The Best Ghost Stories Ever Told
Page 54
‘I understand the drift of your catechism, though my brother doesn’t,’ he said. ‘Don’t be hard on Silas, sir. He isn’t the only Christian who leaves his Christianity in the pew when he goes out of church. You will never make us friends with John Jago, try as you may. Why, what have you got there, Mr Lefrank? May I die if it isn’t my stick! I have been looking for it everywhere!’

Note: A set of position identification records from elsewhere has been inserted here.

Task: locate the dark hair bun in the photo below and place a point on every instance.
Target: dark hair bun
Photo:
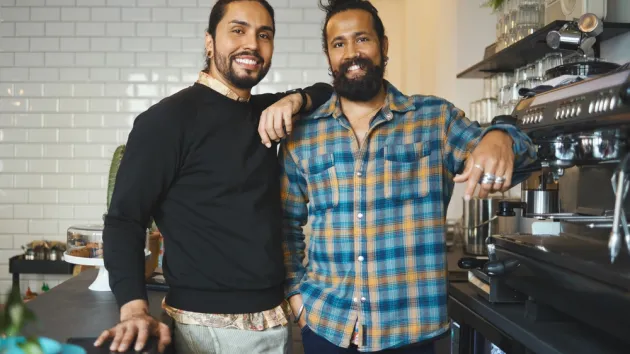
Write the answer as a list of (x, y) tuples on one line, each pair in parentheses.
[(332, 5)]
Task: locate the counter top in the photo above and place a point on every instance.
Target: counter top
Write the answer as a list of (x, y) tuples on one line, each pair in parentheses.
[(70, 309), (559, 337)]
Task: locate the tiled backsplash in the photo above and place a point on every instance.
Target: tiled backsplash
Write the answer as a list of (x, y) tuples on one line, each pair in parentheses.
[(73, 76)]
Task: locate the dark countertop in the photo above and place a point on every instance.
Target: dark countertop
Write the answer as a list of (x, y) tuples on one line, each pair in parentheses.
[(560, 337), (72, 310)]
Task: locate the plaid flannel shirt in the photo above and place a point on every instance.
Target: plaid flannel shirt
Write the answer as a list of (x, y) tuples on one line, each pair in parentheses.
[(377, 252)]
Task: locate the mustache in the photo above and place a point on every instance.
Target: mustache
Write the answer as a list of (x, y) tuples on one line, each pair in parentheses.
[(364, 63), (248, 53)]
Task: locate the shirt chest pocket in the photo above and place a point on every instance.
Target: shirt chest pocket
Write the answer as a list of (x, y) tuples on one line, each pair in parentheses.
[(323, 186), (406, 171)]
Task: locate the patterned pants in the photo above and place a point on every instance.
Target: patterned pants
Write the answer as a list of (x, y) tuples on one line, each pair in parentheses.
[(195, 339)]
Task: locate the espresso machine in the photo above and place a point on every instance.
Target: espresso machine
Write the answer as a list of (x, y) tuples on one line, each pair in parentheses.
[(582, 132)]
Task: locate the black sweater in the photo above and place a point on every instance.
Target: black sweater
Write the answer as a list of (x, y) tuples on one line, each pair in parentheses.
[(195, 162)]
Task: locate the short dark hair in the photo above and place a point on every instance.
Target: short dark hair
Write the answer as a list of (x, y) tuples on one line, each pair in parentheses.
[(219, 9), (336, 6), (218, 12)]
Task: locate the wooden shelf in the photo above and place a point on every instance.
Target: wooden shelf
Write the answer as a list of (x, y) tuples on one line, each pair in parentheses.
[(530, 49)]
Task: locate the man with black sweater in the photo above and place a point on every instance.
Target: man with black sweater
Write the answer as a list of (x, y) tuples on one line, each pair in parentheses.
[(195, 163)]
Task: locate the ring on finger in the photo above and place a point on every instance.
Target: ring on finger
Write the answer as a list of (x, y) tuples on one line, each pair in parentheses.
[(488, 178)]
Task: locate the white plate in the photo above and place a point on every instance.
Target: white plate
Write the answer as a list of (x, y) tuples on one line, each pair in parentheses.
[(101, 283)]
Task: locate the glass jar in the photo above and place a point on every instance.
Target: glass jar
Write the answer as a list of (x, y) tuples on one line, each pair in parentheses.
[(85, 241)]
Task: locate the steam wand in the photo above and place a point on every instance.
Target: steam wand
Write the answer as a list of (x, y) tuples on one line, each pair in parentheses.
[(620, 189)]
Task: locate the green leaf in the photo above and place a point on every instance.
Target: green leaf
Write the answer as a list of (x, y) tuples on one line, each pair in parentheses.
[(31, 346)]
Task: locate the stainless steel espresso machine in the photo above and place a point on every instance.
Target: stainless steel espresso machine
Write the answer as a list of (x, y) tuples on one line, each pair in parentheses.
[(582, 132)]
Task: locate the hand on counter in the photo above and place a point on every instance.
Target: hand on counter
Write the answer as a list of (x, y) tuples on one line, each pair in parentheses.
[(135, 324)]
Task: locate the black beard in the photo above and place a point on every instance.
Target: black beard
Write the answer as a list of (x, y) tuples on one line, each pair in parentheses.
[(361, 89), (225, 68)]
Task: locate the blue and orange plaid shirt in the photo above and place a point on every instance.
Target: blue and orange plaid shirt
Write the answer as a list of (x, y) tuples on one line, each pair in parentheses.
[(377, 253)]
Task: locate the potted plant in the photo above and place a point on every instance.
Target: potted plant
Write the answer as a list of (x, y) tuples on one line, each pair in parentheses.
[(13, 318)]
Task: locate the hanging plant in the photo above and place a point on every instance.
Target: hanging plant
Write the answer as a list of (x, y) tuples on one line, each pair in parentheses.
[(494, 4)]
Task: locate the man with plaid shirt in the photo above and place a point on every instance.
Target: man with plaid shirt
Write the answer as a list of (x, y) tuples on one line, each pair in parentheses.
[(373, 170)]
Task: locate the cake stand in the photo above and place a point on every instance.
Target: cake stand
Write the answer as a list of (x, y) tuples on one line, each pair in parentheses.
[(101, 283)]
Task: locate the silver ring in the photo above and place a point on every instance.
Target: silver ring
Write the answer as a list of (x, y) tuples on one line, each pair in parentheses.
[(488, 178)]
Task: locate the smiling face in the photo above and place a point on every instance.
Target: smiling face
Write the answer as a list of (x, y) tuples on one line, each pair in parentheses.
[(243, 45), (355, 55)]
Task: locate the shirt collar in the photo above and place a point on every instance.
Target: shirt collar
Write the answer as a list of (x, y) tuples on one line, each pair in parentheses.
[(207, 80), (395, 101)]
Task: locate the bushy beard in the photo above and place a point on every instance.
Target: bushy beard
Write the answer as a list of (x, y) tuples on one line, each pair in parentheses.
[(362, 88), (225, 67)]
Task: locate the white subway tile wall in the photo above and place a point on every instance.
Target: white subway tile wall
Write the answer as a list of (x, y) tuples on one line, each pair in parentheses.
[(73, 76)]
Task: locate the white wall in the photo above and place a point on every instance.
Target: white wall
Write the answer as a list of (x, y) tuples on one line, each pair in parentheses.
[(73, 76)]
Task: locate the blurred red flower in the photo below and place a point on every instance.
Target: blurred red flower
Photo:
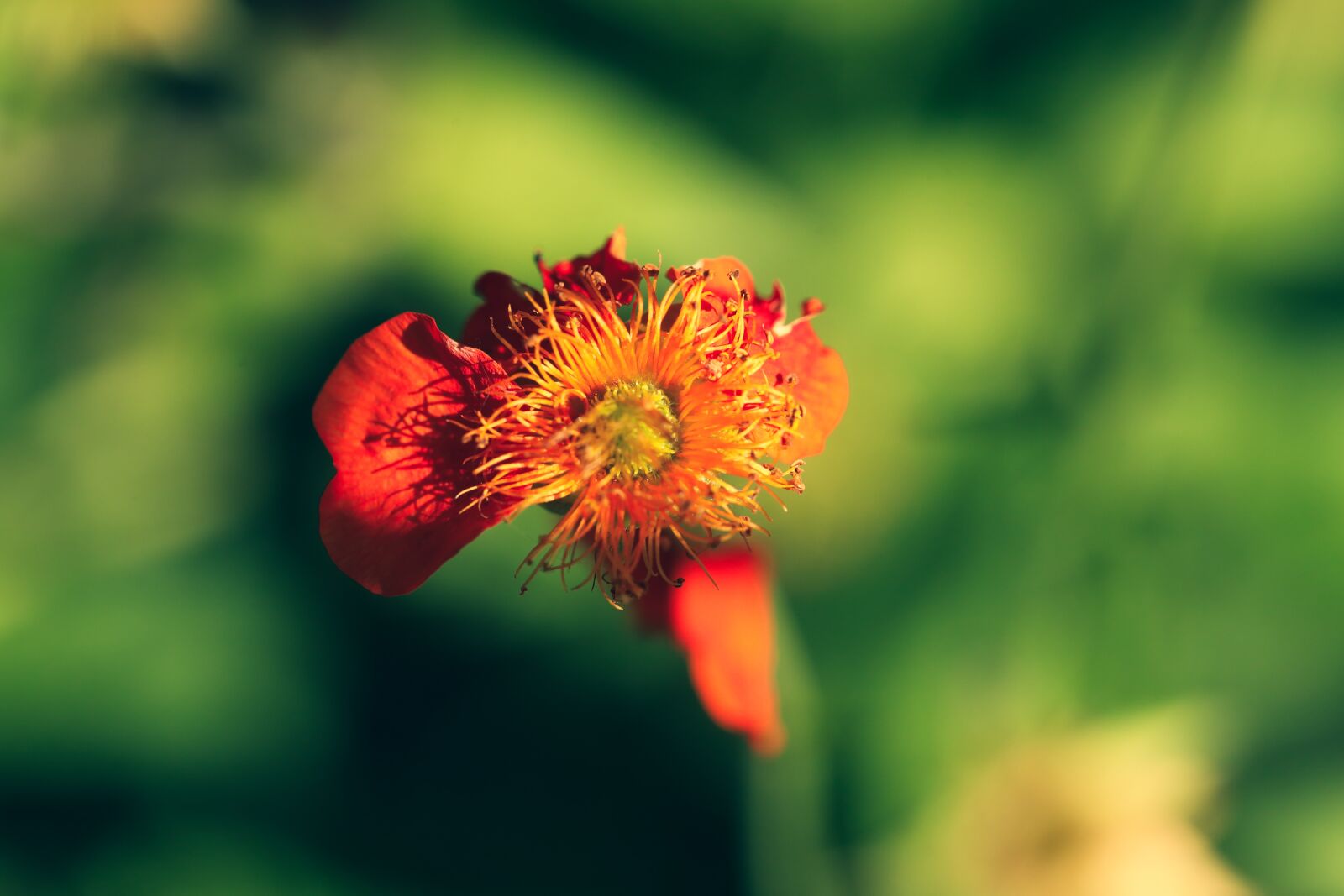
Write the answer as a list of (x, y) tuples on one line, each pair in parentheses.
[(651, 422)]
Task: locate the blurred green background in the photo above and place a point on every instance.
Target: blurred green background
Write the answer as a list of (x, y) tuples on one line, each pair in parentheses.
[(1085, 264)]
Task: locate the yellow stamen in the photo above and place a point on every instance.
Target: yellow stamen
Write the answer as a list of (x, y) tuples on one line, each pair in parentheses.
[(655, 432)]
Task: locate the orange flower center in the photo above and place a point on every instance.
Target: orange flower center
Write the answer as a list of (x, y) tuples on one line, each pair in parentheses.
[(651, 432)]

The thick beechen stick had been feeling uncomfortably heavy in my invalid hand for some time past. There was no sort of need for my keeping it any longer. John Jago was going away to Narrabee, and Silas Meadowcroft’s savage temper was subdued to a sulky repose. I handed the stick back to Ambrose. He laughed as he took it from me.
You can’t think how strange it feels, Mr Lefrank, to be out without one’s stick,’ he said. ‘A man gets used to his stick, sir; doesn’t he? Are you ready for your breakfast?’
‘Not just yet. I thought of taking a little walk first.’
‘All right, sir. I wish I could go with you; but I have got my work to do this morning, and Silas has his work too. If you go back by the way you came, you will find yourself in the garden. If you want to go further, the wicket-gate at the end will lead you into the lane.’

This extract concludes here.